From: Ken-Yu Lin <kengyuli(at)not-real.ms21.hinet.net>
Date: Mon Jun 02 2003 - 16:36:56 GMT
I have libxml2.so.2.5.7 and swish-e-2.2.3(built with libxml2) installed
with my student account in the school machine
(Sun-Blade-1000 with OS 5.8). I have prepared one config file for
testing with a small set of URLs as following:

-----------------------------test.config---------------------------------
#This is the config file number test for swish-e


IndexDir http://www.lexcotile.com/products.htm
IndexDir http://www.epicurious.com/g_gourmet/g03_qanda/tips.html
IndexDir http://www.infotile.com/asa/html/powdered.html
IndexDir http://www.infotile.com/beaumont/tips/adhesives.html


IndexFile /home1/k/ke/ken/kenyulin/bin/test.index

IndexName "Online Searching Services for AEC Product Procurements"

IndexDescription "This is an index to test a small prototype"

IndexPointer "http://ckdd.cee.uiuc.edu/research/index.html"

IndexAdmin "Ken-Yu Lin"

IndexReport 3

UseStemming no

IgnoreTotalWordCountWhenRanking no

WordCharacters
abcdefghijklmnopqrstuvwxyz\&#;0123456789.@|,-'"[](~!@$%^{}_+?a'e'i'o'u'u"n~A'E'I'O'U'U"N~??

IndexComments 0

MaxDepth 2

Delay 20

DefaultContents HTML2

TmpDir /home1/k/ke/ken/kenyulin/temp/

SpiderDirectory /home1/k/ke/ken/kenyulin/bin/
---------------------------------------------------------------------------
--


However, whenever I tried indexing via the http method using swish-e,
it always ended up with "err: No unique words indexed!".

------------------------------indexing result-----------------------------
Indexing Data Source: "HTTP-Crawler"
Indexing "http://www.lexcotile.com/products.htm"
retrieving http://www.lexcotile.com/products.htm (0)...
Indexing "http://www.epicurious.com/g_gourmet/g03_qanda/tips.html"
retrieving http://www.epicurious.com/g_gourmet/g03_qanda/tips.html (0)...
Indexing "http://www.infotile.com/asa/html/powdered.html"
retrieving http://www.infotile.com/asa/html/powdered.html (0)...
Indexing "http://www.infotile.com/beaumont/tips/adhesives.html"
retrieving http://www.infotile.com/beaumont/tips/adhesives.html (0)...
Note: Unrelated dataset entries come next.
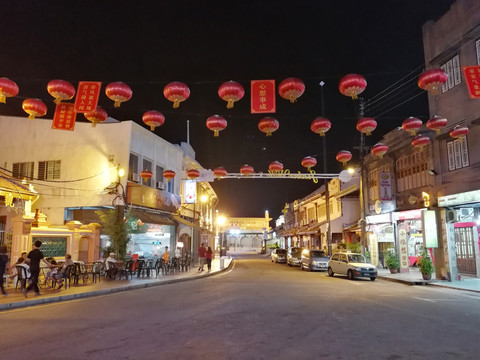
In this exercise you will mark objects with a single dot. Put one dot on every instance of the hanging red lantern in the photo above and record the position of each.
(352, 85)
(8, 88)
(118, 92)
(379, 150)
(459, 132)
(169, 175)
(320, 126)
(193, 174)
(420, 141)
(436, 123)
(219, 172)
(246, 170)
(366, 125)
(34, 108)
(432, 80)
(153, 119)
(216, 123)
(231, 91)
(275, 166)
(344, 156)
(411, 125)
(176, 92)
(268, 125)
(309, 162)
(291, 89)
(146, 174)
(60, 90)
(96, 116)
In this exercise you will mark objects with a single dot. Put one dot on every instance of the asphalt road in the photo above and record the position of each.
(258, 310)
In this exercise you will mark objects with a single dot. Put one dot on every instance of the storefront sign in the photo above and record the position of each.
(88, 93)
(472, 78)
(430, 237)
(262, 96)
(64, 117)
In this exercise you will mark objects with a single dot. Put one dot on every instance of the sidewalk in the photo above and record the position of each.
(414, 277)
(15, 299)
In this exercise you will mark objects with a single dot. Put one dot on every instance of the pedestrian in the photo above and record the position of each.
(201, 256)
(4, 266)
(33, 258)
(209, 257)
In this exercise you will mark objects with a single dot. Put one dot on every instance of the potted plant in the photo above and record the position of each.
(391, 260)
(425, 265)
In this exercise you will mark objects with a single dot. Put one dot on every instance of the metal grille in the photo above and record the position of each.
(464, 241)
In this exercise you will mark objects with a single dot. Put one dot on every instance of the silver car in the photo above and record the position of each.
(314, 260)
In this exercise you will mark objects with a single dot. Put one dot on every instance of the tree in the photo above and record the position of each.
(116, 229)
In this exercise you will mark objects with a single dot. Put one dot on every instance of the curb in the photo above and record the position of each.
(52, 299)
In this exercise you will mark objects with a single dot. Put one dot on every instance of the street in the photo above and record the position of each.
(258, 310)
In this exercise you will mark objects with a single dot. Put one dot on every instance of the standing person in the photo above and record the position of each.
(201, 256)
(4, 266)
(34, 257)
(209, 257)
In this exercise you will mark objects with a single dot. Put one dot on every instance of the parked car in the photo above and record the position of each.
(279, 255)
(314, 260)
(294, 256)
(351, 264)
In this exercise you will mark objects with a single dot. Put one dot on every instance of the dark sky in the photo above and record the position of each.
(148, 44)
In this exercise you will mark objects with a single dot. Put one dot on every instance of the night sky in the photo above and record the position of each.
(148, 44)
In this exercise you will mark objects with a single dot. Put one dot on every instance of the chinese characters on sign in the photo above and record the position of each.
(87, 96)
(64, 117)
(472, 77)
(262, 96)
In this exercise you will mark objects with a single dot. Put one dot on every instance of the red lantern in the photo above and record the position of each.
(118, 92)
(412, 124)
(146, 174)
(246, 170)
(309, 162)
(231, 91)
(436, 123)
(420, 141)
(219, 172)
(352, 85)
(34, 107)
(176, 92)
(153, 119)
(169, 175)
(216, 123)
(379, 150)
(344, 156)
(193, 174)
(459, 132)
(366, 125)
(268, 125)
(432, 80)
(96, 116)
(60, 90)
(275, 166)
(320, 126)
(8, 88)
(291, 89)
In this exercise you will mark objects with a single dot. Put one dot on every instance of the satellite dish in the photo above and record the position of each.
(345, 176)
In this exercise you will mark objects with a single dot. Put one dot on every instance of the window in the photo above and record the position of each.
(49, 170)
(453, 71)
(457, 153)
(23, 170)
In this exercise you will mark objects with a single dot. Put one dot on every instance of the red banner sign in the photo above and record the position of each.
(87, 96)
(64, 117)
(262, 96)
(472, 77)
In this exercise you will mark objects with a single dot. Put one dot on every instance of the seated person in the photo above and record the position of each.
(111, 266)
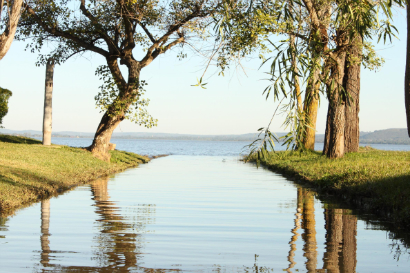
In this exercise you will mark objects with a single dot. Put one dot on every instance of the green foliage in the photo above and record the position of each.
(306, 47)
(134, 108)
(370, 59)
(5, 94)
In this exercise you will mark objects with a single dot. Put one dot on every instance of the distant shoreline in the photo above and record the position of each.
(387, 136)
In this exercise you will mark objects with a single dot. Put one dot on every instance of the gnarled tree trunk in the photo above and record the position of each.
(351, 84)
(116, 112)
(7, 37)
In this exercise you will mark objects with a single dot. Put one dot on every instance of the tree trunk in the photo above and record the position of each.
(102, 137)
(310, 108)
(351, 84)
(407, 73)
(116, 112)
(335, 126)
(7, 37)
(334, 136)
(48, 101)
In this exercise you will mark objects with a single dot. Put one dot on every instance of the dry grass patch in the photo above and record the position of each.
(30, 172)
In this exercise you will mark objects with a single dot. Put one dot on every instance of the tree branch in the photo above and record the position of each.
(110, 43)
(146, 32)
(64, 34)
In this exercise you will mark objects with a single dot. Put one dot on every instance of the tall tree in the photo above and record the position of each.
(351, 84)
(114, 29)
(48, 103)
(8, 24)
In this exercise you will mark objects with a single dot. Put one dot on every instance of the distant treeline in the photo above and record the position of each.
(388, 136)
Removing very common words...
no words removed.
Writing main index...
err: No unique words indexed!
.
-------------------------------------------------------------------------------


But when I tried the same config file in another
machine where libxml2 libraries were installed by someone else, it
worked (this machine runs libxml2.so.2.5.7
and linux). And I could see from the screen that the HTML2 parser was
utilized and how many words were indexed.

--------------------------------------------------------
- Using HTML2 parser - (324 words)
Skipping http://www.infotile.com/beaumont/index.htm: Too deep.
Skipping http://www.infotile.com/beaumont/index.htm: Too deep.
Skipping http://www.infotile.com/beaumont/locations/index.htm: Too deep.
Skipping http://www.southportceramics.com.au/: Wrong method or server.
...............
--------------------------------------------------------


Has anyone experienced this before? Why is this happening? It looks like
with the first machine,
the HTML2 parser is not found (even thought I have specified it in the
config file and installed the needed libxml2
librarires.) But when I installed swish-e, I did see that libxml2 was
connected. Wired ~ ~ ~

Any help will be very appreciated.

Thank you!


Ken-Yu Lin.
Received on Mon Jun 2 16:37:08 2003